When Somali first became a written language in the 1970s, he played a crucial role in the country’s massive literacy campaign, even writing its theme song.
Mr Salah says Somali children in the US have a huge thirst for knowledge about their language and culture.
They are fed up with being described as “little terrorists”, “little pirates” or “little criminals” – all stereotypes associated with Somalia.
ne of Mr Salah’s roles has been to bring the richness of the Somali language and culture to the community.
“I couldn’t believe it when I started reading a children’s book written in the Somali language to Somali kids at a school here in Minneapolis,” says Mr Salah.
“They rushed to sit on my lap and catch a glimpse of something they never knew existed. They wanted to check I was reading from a Somali script – to see that there is such a thing as a Somali language that can be written down and read from a book.”
Aar Maanta agrees some of children have had really tough lives, but they have an intense interest in their heritage.
“I could not believe their enthusiasm about the album, their deep interest in learning their language and their curiosity about all things Somali.
“They even asked me about the previous mayor of Sheffield in the UK, Magic Magid, who is a Somali.
“They asked if he was a big rap fan because of the huge gold chain he wore around his neck, which was in fact part of his traditional mayoral regalia!”
‘Hijab in the shower?’
Teenager Fatuma Jamila Bihi wrote the song about the hijab.
“People sometimes call us ‘towel-heads’. I have even been asked if I wear my hijab in the shower!” she says.
“Writing and singing these songs gave me pride and confidence. I wanted people to know that the hijab does not oppress me. It blesses me.”

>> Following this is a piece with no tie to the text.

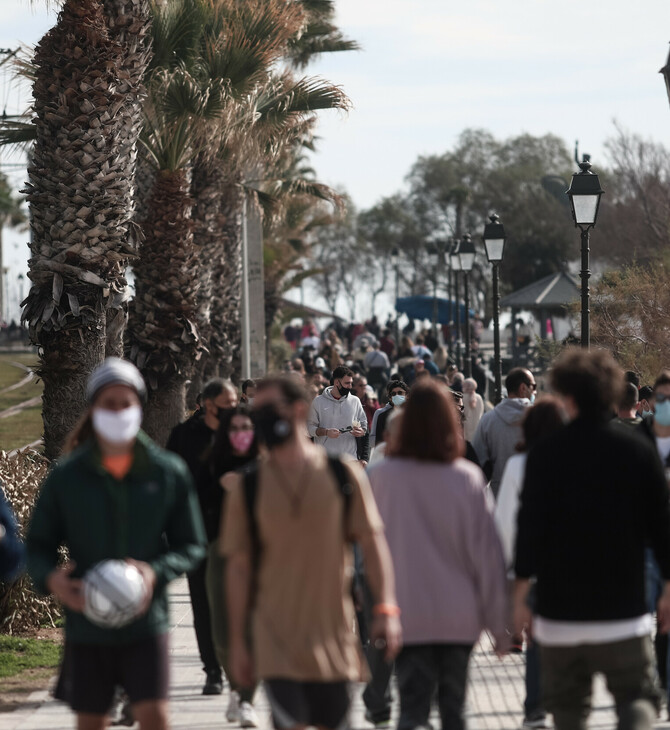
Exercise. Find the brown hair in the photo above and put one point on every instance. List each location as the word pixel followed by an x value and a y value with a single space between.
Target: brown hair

The children produced artwork along with their songs, working with local artist Timi Bliss, who writes and illustrates children’s books, which feature predominantly black characters.
She worked on the giant Black Lives Matter mural in Minneapolis following the murder in the city of George Floyd by a white police officer.
Some of the tracks on the album were written decades ago by Mr Salah, such as the children’s counting song, Kow, and the spelling song, Ta Te Ti To Tu.
Others were written, composed and sung by the children on their own, or in collaboration with Aar Maanta and his band, The Urban Nomads.
Bridging generational divides
One of the key issues Aar Maanta wanted to address is “the disconnect between the generations – the parents born in Somalia and their children in the US, where it is not only the weather that is cold, but also attitudes towards the Somali community”.
The songs go a long way towards bridging the generational divide. Several are about parents, especially mothers, some long abandoned by their husbands.
They are about journeys “From the Horn [of Africa] to the Cedar”, they describe how, in Somalia, “killers swim in massacre pools”, and speak with affection about the tall buildings of Cedar Riverside, a “neighbourhood full of my own people”.
Ms Bihi says the process of making the album helped link together the different generations while giving young people an opportunity to put their own stamp on their Somali identity.
“The elders believe we are forgetting our language, culture and history.
“Creating these songs helped us get in touch with our heritage and our forefathers, while allowing us to do something unique and new, to make our own version of what it is to be a Somali.”